One day in October we had worked out together, and he mentioned that he was going to a wedding and would be getting drunk. I offered to give him a ride and told him he could leave his car at my house, and if he needed, I could pick him up too. That happened, and he ended up crashing at my house on an air mattress next to my bed. He's slept over about 4 times total, the last time being in early-mid November. We actually went to the movies together a few times and even bowling once (we split the costs of movie tickets/food/drinks etc), and he slept over each time with the exception of one. I was basically coming to the realization that he has been living in his car. It made me feel even more sorry for him. Even though I was starting to realize that he only wanted to see a movie or hang out with me when he needed somewhere to crash, I still felt bad. One night when I was giving him a ride, he said "your next training session is on me, you've been helping me out a lot." I told him he didn't have to do that, and he told me he wanted to, and he did end up following through on that promise which was surprising to me. That was the first time I really saw him follow through on something in an effort to show appreciation.
There was one event we were supposed to go to together, I had lied and told him I got free tickets when I really bought them because I felt bad he had no money. Of course he ended up ditching me with his usual flakiness. He texted me "I'm sorry" and when I didn't reply, he texted me again later saying "at least you don't live in a car". Guess he was trying to make me feel sorry. (this happened a couple of weeks before the last time we saw each other)
Anyway, we still sort of keep in touch via Snapchat and texting. He called me a few weeks ago to ask me a question and texted me the other night saying hello but then didn't answer. I see him on social media with a new group of kids he's hanging out with, and apparently it looks like their family has money so maybe he's leeching off of them somehow. Like I said, I haven't seen him in almost 2 months (again), so I feel pretty used yet somehow still feel bad for him. I guess he does what he has to do to get by.

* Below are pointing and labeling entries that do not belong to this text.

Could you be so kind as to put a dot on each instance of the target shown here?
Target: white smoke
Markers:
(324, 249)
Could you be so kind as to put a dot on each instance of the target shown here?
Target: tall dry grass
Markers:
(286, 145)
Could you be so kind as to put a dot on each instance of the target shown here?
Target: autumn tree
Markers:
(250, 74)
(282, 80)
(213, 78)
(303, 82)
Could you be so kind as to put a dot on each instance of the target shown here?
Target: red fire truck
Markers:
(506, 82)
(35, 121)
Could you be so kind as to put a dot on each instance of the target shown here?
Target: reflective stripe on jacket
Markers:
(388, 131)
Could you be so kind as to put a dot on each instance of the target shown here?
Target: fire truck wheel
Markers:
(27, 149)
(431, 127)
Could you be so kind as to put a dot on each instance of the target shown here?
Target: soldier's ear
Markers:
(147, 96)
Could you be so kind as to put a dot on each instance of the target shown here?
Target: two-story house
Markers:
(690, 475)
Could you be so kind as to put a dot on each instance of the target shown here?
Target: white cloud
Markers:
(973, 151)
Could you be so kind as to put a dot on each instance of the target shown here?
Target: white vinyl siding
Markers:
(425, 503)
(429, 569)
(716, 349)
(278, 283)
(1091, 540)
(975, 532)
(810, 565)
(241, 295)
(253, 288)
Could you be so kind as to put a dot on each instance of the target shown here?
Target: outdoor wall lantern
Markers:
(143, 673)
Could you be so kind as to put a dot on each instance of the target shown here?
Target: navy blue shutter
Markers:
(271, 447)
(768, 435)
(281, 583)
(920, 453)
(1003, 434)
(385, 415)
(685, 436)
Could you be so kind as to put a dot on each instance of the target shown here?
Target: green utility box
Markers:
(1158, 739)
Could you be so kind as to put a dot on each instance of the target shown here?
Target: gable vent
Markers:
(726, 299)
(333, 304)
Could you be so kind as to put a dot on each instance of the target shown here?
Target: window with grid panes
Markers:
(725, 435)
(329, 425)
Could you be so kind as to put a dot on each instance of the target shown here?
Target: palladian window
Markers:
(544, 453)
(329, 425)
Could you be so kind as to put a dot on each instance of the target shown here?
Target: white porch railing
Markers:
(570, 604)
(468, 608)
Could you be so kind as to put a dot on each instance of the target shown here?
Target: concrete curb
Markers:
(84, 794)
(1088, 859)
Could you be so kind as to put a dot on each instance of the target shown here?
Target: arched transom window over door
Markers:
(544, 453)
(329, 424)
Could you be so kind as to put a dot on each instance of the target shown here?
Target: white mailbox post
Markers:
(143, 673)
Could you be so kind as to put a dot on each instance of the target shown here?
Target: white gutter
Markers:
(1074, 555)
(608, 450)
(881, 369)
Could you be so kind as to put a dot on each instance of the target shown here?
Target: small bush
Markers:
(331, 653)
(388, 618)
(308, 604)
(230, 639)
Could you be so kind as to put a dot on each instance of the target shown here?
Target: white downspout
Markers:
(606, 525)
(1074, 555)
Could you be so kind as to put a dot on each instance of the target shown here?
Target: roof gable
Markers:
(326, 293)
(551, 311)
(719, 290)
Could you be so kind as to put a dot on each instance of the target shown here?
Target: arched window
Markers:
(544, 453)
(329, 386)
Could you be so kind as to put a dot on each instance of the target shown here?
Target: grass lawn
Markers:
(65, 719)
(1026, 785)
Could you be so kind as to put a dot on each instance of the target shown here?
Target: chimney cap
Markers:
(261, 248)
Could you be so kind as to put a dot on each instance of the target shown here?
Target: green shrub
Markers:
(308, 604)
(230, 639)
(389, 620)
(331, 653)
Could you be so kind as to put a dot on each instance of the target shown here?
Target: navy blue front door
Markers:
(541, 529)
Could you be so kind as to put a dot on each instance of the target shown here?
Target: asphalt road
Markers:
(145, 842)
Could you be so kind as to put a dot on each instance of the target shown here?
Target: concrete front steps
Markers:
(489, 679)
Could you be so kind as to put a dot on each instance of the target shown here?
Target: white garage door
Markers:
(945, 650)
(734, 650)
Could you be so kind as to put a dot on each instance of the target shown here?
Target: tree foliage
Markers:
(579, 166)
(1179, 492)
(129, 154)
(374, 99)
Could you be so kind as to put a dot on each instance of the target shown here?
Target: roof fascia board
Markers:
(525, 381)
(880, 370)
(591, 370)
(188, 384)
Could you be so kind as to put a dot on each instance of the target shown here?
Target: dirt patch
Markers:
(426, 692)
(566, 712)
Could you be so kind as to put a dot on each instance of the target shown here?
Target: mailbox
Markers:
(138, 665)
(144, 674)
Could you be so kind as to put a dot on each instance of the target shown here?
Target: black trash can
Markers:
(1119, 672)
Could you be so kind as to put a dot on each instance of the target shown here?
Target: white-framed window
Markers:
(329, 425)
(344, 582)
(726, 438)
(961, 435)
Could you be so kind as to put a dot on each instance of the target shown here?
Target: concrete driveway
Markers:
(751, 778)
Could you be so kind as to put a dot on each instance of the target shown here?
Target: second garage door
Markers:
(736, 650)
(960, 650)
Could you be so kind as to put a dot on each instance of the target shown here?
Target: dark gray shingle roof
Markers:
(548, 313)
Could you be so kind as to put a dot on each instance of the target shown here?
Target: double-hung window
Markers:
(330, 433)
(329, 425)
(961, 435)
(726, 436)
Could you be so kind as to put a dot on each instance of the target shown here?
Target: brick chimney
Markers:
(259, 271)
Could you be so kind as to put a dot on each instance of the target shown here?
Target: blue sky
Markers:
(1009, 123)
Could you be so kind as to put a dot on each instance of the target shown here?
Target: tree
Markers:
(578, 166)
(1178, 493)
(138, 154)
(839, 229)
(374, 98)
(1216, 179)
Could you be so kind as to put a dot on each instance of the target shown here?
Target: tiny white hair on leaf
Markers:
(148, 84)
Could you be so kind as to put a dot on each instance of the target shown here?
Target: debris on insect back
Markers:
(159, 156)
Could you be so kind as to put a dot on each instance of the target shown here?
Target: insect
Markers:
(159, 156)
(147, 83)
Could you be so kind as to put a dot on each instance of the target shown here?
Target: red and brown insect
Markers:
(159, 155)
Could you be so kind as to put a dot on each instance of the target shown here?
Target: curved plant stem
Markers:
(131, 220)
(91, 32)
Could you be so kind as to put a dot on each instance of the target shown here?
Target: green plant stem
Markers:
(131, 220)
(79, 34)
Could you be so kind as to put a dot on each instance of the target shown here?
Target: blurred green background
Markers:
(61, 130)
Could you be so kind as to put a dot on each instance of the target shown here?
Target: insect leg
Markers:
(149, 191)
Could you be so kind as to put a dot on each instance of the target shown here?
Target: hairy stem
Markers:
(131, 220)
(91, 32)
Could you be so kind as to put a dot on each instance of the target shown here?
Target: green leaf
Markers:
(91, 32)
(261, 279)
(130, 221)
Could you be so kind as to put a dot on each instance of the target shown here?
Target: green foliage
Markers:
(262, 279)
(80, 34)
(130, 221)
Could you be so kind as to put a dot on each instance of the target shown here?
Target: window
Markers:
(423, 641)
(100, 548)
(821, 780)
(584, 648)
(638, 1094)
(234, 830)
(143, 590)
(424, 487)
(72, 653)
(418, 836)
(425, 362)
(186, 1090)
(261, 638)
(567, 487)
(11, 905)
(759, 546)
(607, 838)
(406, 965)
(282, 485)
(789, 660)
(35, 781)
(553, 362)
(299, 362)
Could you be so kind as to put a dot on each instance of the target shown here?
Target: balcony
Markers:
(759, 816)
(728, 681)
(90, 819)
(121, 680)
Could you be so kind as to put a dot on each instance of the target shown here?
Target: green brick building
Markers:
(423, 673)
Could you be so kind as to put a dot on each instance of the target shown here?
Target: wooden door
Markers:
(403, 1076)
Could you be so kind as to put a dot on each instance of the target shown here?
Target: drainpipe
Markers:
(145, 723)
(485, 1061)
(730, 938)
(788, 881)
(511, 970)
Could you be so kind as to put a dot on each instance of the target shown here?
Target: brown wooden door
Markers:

One of my best friend has extended family (a cousin I think) who actually knows this kid and his family who own(ed) the deli he worked at or was partners in, or whatever the hell the situation was. My friend saw them over the Christmas holiday and was telling them everything that went on between me and this kid. They said he's been to rehab 3 times, but apparently his Dad was a prick and really abusive to him, which is why he is fucked up. His younger sister is apparently a junkie too, but she doesn't talk to him and neither does his older sister. I do see him with his older brother occasionally on social media though, along with his aunt and uncle, so I guess the entire family didn't completely disown him. They also said that they always had a feeling he was gay. When his friend who was his partner at the deli caught him stealing, apparently this guy cried and begged to let him stay. The partner ended up buying this kid out, and they ended their friendship. My friend's cousin said that both of them were crying as if they had been in some type of relationship with each other that was more than just friends...
Anyway, I'm leaving it as is now. I tried reaching out to him the other day because I'm bored. But I'm really not as obsessed as I was prior. I guess I'm getting tired and finally seeing the light. I'm going to make it my New Year resolution to stop reaching out to him first, and maybe just not talking to him all together.